Concerned with the double quality standards for foodstuffs traded by West-European companies to Central and Eastern Europe, Slovakia and the Czech Republic this past weekend called a Consumer Summit in Bratislava
Countries from Central and Eastern Europe are accusing countries from Western Europe of supplying products of inferior quality, although they are being sold by the same brand in the West. This isn’t news, as last year Bulgaria, the Czech Republic, Croatia, Estonia and Slovakia notified the European Commission with respect to the double quality standards of products sold in the East and the West.
This is why Slovakia and the Czech Republic last weekend organized a Consumer Summit in Bratislava, in an attempt to combat the trading of inferior-quality foodstuffs in countries that only recently joined the European Union. “The deliberate discrimination against food consumers in Central and Eastern Europe is unacceptable”, Polish Prime Minister Beata Szydlo said on the sidelines of the event. In turn, Slovakian Prime Minister Robert Fico said the European Union has no place for second-rate consumers.
Hungary’s Prime Minister Viktor Orban said Europe’s economy is based on trust between member states, while the double standards of food quality is a particularly sensitive matter for Central Europe due to its communist past.
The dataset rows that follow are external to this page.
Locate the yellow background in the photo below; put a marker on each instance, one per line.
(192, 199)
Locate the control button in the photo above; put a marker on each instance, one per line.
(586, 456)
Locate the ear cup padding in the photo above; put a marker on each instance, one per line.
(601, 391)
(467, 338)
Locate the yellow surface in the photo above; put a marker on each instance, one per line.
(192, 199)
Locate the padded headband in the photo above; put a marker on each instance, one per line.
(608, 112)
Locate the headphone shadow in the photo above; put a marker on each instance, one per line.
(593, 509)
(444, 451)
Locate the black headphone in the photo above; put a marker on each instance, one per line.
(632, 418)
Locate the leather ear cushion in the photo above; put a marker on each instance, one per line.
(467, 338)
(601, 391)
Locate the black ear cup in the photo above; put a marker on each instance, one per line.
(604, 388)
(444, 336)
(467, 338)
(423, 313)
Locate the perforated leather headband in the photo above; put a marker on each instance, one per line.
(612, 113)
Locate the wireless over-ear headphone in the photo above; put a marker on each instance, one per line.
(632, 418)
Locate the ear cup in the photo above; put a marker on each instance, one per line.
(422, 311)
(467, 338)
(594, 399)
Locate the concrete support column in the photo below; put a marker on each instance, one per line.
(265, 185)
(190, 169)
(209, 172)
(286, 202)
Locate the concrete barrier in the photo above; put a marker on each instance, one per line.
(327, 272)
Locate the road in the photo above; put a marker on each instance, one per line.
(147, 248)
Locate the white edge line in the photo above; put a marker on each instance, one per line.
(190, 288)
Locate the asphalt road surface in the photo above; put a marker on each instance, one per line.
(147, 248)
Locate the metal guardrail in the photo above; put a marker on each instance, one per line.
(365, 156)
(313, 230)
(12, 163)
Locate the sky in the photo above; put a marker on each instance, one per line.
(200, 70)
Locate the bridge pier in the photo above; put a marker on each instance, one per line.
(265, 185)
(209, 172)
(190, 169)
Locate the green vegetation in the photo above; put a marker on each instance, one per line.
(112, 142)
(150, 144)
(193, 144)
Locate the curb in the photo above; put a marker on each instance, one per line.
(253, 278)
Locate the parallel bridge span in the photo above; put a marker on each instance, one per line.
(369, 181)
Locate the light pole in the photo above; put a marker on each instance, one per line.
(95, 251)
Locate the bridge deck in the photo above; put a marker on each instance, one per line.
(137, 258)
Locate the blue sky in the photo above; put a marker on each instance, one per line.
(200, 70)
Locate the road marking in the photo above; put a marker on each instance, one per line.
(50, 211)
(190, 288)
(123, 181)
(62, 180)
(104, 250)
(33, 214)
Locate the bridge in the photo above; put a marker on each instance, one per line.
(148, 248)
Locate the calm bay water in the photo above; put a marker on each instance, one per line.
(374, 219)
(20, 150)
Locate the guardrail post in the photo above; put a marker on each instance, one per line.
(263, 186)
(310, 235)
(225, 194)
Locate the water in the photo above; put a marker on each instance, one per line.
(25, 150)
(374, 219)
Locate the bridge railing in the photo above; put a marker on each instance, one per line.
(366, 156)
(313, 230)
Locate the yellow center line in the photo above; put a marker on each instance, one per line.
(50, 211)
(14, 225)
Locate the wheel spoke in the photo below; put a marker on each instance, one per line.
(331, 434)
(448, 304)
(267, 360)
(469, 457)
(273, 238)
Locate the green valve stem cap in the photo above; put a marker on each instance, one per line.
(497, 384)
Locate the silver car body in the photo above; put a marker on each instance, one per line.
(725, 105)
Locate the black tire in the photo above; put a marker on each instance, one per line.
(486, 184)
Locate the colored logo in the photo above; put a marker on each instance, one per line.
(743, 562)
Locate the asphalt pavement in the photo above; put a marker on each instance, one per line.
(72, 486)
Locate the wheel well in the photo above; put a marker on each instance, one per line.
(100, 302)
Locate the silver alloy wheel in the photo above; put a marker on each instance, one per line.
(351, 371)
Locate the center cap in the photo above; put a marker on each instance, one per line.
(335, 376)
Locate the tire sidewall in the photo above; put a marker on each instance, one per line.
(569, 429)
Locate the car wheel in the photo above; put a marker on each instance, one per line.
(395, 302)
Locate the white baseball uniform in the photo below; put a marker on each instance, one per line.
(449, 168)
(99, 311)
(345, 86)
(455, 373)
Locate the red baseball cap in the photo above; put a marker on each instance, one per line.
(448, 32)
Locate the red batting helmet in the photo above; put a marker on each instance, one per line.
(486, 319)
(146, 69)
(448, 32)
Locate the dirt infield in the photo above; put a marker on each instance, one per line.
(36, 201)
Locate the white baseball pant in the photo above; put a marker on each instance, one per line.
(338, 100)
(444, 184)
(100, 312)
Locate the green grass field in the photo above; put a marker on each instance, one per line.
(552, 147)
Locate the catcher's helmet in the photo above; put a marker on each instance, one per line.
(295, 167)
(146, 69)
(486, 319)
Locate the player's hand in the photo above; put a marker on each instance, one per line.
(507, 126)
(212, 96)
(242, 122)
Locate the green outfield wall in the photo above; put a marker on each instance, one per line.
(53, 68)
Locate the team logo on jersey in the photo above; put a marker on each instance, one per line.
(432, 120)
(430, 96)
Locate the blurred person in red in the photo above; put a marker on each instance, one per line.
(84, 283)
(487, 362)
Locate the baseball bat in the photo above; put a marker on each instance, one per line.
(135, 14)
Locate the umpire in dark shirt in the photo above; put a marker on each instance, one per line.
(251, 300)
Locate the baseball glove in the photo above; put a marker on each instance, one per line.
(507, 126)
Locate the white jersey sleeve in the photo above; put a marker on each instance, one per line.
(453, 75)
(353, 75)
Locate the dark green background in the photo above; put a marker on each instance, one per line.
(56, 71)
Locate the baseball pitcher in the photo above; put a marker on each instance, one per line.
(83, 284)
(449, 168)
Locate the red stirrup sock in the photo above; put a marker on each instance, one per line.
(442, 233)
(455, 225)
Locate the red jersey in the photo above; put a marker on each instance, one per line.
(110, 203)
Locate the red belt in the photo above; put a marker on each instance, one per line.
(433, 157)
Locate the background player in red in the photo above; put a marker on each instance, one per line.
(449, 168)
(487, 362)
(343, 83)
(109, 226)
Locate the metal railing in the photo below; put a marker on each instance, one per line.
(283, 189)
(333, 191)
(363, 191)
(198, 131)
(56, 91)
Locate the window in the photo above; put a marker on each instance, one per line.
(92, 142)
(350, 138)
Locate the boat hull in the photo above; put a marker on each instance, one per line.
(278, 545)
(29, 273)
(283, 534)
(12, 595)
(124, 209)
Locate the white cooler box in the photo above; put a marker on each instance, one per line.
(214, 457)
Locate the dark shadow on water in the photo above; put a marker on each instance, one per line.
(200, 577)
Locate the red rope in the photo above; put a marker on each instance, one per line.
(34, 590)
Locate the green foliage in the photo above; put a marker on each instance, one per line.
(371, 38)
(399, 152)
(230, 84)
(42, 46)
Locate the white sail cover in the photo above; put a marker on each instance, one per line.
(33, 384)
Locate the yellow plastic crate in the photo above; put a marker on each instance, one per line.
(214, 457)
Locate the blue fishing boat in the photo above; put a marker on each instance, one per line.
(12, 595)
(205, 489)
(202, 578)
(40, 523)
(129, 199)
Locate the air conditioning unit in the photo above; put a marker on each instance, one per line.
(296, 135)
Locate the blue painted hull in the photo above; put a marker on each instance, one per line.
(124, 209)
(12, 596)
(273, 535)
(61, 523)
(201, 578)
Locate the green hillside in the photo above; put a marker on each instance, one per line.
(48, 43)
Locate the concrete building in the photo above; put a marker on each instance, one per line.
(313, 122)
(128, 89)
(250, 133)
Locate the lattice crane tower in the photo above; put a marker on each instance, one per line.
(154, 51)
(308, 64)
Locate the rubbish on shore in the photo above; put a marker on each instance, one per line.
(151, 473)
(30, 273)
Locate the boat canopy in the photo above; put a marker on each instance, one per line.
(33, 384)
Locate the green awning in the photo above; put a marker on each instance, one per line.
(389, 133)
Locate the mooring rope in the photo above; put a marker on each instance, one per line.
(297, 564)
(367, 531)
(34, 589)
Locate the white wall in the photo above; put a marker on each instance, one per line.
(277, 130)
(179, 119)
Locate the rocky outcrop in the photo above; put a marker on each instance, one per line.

Large multinationals have been deceiving consumers in Central Europe, Orban went on to say. Attending the Bratislava Summit, EU Commissioner for Justice, Consumers and Gender Equality Vera Jourova proposed a methodology for comparing foodstuffs in the community bloc, a measure appreciated by the leaders of the Visegrad Group, which includes the Czech Republic, Hungary, Poland and Slovakia, who nevertheless say it is a first in what they call a long line of actions that need to be taken.
A comparative analysis carried out this summer on foodstuffs perceived as having double quality standards highlighted quality differences in 9 out of the total of 29 tested samples. The Summit in Bratislava brought together representatives of the Romanian Agriculture Ministry and the National Consumer Protection Agency.
According to a Ministry release, Romania wants a clear legislation in the field at European Union level, specific control methodologies across Member States and a good cooperation with the European Commission, allowing Member States to best respond to the issue of double standards in food quality. Participants in the Summit agreed on a mechanism of cooperation aimed at identifying products that might have different quality parameters, depending on the market. Romanian experts will thus work with MEPs to develop a new legislation for this field.